J’ai eu le bonheur d’avoir une carrière longue et stable, jalonnée de deux nominations principales seulement, chacune couvrant deux décennies. Ces deux expériences, très différentes, m’ont donné des perspectives intéressantes sur ces mondes professionnels, dont je puis voir aujourd’hui, de l’extérieur, les forces et les faiblesses.

Pendant 20 ans, j’ai maîtrisé les tenants et les aboutissants de la normalisation internationale à l’ISO. Il y a tout juste deux ans, j’ai décidé de franchir une nouvelle étape en acceptant un poste tout à fait différent au sein du plus grand fonds de pension du Danemark – à titre de contributeur, permettez-moi de le préciser, car je n’ai pas encore l’âge d’en être bénéficiaire ! Pourtant, le monde de la normalisation reste présent dans mon quotidien, professionnel et personnel, et la vie me rappelle constamment tout ce qui serait impossible sans l’ISO et ses membres.

Simplifier la complexité

On revient toujours à ses premières amours

Ainsi dit le proverbe, et il en ira de même pour moi avec les normes. Dans ma nouvelle vie, les souvenirs, la clairvoyance et le savoir associés à ce domaine refont surface de temps à autre et j’aime bien entretenir la flamme – c’est pourquoi je suis un fervent admirateur d’ISOfocus ! Je dois avouer que tous les mois, je me réjouis de m’immerger dans le nouveau numéro de ce magazine et de m’enrichir de connaissances nouvelles sur des sujets qui sont aujourd’hui le plus souvent étrangers à mes activités quotidiennes. À tel point que je puis aujourd’hui me tourner vers mon épouse et lui parler, tout en ouvrant déjà d’un doigt l’enveloppe en plastique du magazine pour me plonger bientôt dans la lecture. Pour moi, c’est un moment privilégié !

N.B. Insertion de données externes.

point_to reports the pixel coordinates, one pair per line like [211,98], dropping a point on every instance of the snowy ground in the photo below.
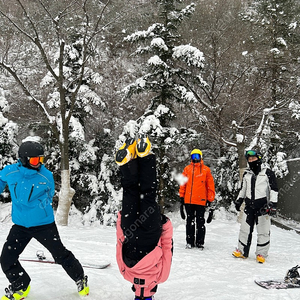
[210,274]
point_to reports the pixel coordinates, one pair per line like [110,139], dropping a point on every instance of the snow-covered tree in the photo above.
[274,49]
[8,132]
[170,65]
[47,29]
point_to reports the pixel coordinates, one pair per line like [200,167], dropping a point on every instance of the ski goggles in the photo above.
[36,160]
[251,153]
[196,156]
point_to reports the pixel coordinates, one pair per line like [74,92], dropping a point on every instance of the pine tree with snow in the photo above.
[274,49]
[169,70]
[8,133]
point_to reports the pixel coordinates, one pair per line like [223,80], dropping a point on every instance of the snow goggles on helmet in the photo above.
[253,153]
[196,156]
[36,160]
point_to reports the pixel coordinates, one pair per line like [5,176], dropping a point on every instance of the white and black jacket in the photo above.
[258,190]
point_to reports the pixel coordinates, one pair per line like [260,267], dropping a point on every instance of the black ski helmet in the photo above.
[29,149]
[255,153]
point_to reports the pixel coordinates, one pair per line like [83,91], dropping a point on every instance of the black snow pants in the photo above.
[141,220]
[195,232]
[48,236]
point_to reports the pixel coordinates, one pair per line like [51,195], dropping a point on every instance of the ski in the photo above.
[276,284]
[41,258]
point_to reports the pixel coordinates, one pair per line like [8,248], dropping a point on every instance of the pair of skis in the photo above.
[41,258]
[290,281]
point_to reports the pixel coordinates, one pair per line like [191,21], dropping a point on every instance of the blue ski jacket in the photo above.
[31,193]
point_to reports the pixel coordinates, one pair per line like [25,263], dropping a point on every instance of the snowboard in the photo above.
[276,284]
[41,258]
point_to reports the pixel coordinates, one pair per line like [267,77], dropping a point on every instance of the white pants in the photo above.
[263,224]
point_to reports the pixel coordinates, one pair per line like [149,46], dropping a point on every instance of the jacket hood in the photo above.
[26,171]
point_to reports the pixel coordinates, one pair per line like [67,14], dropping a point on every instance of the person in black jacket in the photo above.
[259,191]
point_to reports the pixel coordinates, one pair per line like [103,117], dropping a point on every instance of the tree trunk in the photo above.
[65,199]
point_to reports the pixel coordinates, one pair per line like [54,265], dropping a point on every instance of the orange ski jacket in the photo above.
[199,187]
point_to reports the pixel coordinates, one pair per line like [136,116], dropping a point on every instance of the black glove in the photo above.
[238,204]
[273,209]
[182,214]
[210,215]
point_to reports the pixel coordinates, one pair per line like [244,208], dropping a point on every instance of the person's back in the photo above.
[144,236]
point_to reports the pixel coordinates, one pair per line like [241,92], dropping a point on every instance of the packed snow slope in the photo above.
[209,274]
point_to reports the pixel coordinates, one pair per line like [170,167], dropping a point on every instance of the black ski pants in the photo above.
[19,237]
[140,216]
[195,212]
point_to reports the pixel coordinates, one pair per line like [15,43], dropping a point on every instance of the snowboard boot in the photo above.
[143,147]
[126,152]
[15,295]
[260,259]
[82,286]
[238,254]
[189,246]
[292,275]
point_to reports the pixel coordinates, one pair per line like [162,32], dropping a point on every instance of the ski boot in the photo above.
[260,259]
[15,295]
[126,152]
[292,275]
[82,286]
[143,147]
[238,254]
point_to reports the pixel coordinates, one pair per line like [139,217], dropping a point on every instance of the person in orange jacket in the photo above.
[196,194]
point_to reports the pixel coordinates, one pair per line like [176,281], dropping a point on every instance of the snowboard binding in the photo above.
[292,275]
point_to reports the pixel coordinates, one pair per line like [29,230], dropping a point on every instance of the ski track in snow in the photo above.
[211,274]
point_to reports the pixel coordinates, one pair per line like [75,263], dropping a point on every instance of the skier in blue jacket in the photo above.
[31,187]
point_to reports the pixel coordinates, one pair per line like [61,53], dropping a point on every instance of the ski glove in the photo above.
[182,214]
[238,204]
[273,209]
[210,215]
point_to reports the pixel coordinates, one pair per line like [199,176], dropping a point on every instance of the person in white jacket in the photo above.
[260,192]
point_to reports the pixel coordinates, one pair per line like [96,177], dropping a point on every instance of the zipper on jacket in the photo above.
[15,190]
[31,192]
[192,183]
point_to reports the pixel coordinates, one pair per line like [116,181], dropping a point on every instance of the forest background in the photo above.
[82,75]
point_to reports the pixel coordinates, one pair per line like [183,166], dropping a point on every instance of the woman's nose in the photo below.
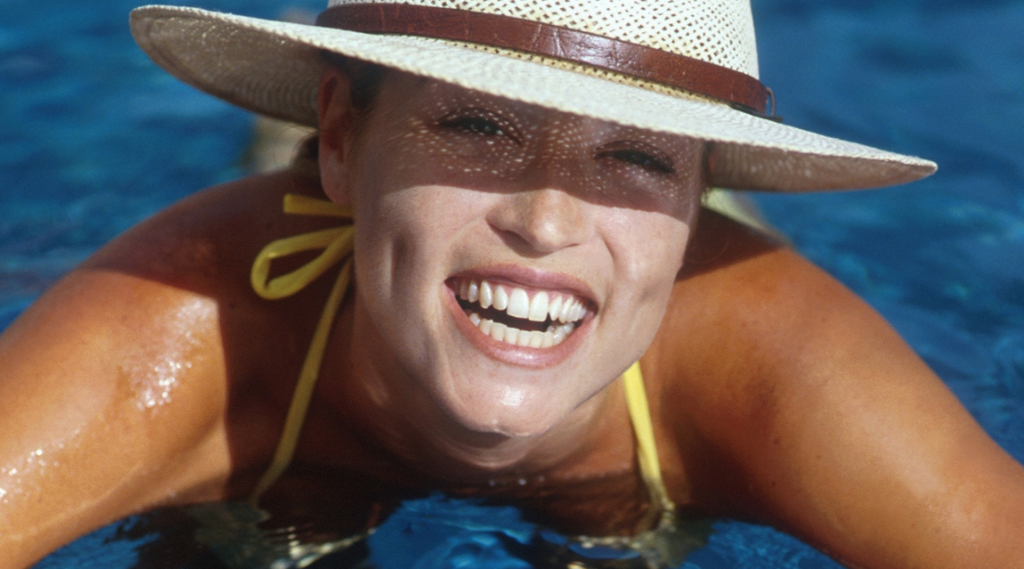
[545,219]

Prenons l’exemple du secteur financier. Son universalité et les réglementations rigoureuses auxquelles il doit adhérer en font un secteur d’une très grande complexité, dont le bon fonctionnement exige des outils avancés de management. Il s’appuie également sur un ensemble de valeurs centrales dont l’une a immédiatement attiré mon attention : la simplification. Or, je ne puis m’empêcher de penser que c’est là l’objet fondamental de la normalisation.

L’entreprise pour laquelle je travaille, PFA, comme de nombreuses autres, s’efforce d’être aussi efficace que possible dans ses opérations, processus et produits. Dans ce contexte, les mots « simplicité » et « normalisation » font souvent office de synonymes. Nous parlons d’« adopter des solutions normalisées », « appliquer des concepts simples », « créer une norme pour telle ou telle raison » et « apporter la preuve d’une amélioration continue ». Ce qui me frappe, c’est que ce langage s’emploie couramment en dehors du cercle de la normalisation tel que nous le connaissons.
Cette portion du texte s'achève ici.